Following reconstruction surgery and with full completion of rehabilitation and return-to-sport training, you can recover greater than 90 percent of your preinjury functionality as measured by commonly used sports outcome scores. However, this depends on your body, injury, graft choice and commitment to prehabilitation and rehabilitation. As you go through rehabilitation, continue to be evaluated and discuss your progress with your physical therapist and athletic trainer.

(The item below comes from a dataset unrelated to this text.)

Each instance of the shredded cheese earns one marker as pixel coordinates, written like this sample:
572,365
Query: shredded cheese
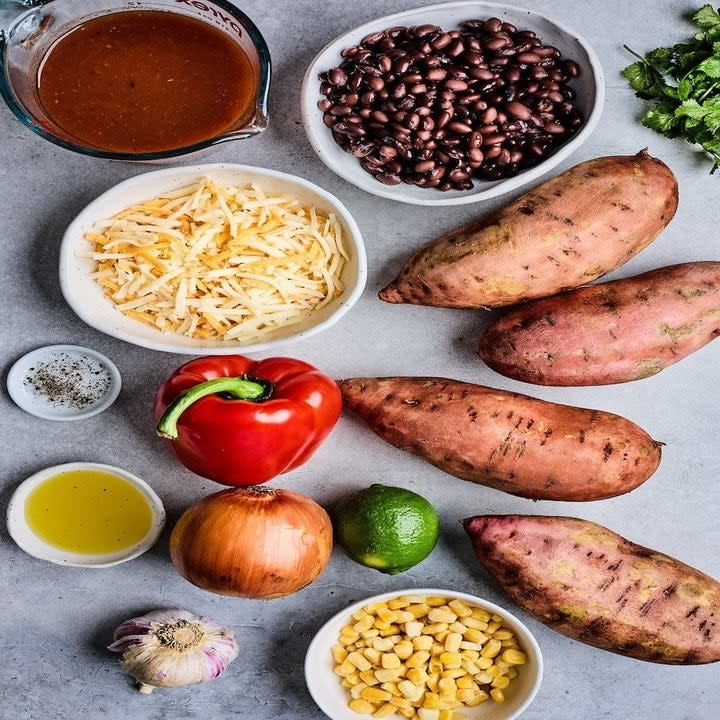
216,262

Can I Retear My Reconstructed ACL?

Yes. Even the best reconstruction surgery cannot eliminate the possibility of a retear. See the reinjury risk section and calculators to see how graft choice for your ACL reconstruction affects your retear possibility. You can reduce your retear risk by completing full pre-surgery (prehab) and post-surgery rehabilitation programs plus specific return-to-sport training

Are Females More Likely to Tear an ACL?

Yes. Studies have shown females are two to seven times more likely to tear an ACL than males competing in the same sports. Theories for this difference between sexes range from hormonal and anatomical differences to lower biomechanic and neuromuscular control. This difference goes away after ACL reconstruction surgery: retear risk is the same regardless of sex.

What About Partial ACL Tears?

Less than 10 percent of ACL tears are partial. The extent of an ACL tear can only be confirmed through medical evaluation. If you do suffer a partially torn ACL, you might be able to recover without surgery. This could leave you at higher risk for full tear, particularly if you return to a sport involving jumping, cutting and pivoting. 

What Other Knee Injuries Might Happen When I Injure My ACL?

When you tear your ACL, other parts of your knee can also be hurt.

  • You might tear or strain other ligaments.
  • The knee cartilage (meniscus) cushioning your knee may be damaged.
  • Your kneecap as well as the smooth articular cartilage on the bottom of your thighbone and the top of your shinbone might have injuries like cracks.
  • Tendons and bursae (small fluid sacs in the knee) could be inflamed.

A medical evaluation that includes an MRI will detect any other injuries. Most can be treated at the same time as your ACL. Your physician can discuss in more detail your injuries and treatments.

How Do I Maintain My Reconstructed Knee Over My Lifetime?

There is no research on maintaining your reconstructed ACL over a lifetime. However, common sense and nearly all medical and training professionals advise maintaining strength, range of motion and fitness with non-impact aerobic exercise. 

What About Arthritis After ACL Injury?

Tearing your ACL, along with any other knee trauma, increases your chances of developing arthritis in your knee. This is likely to occur at a much earlier age than without the ACL tear.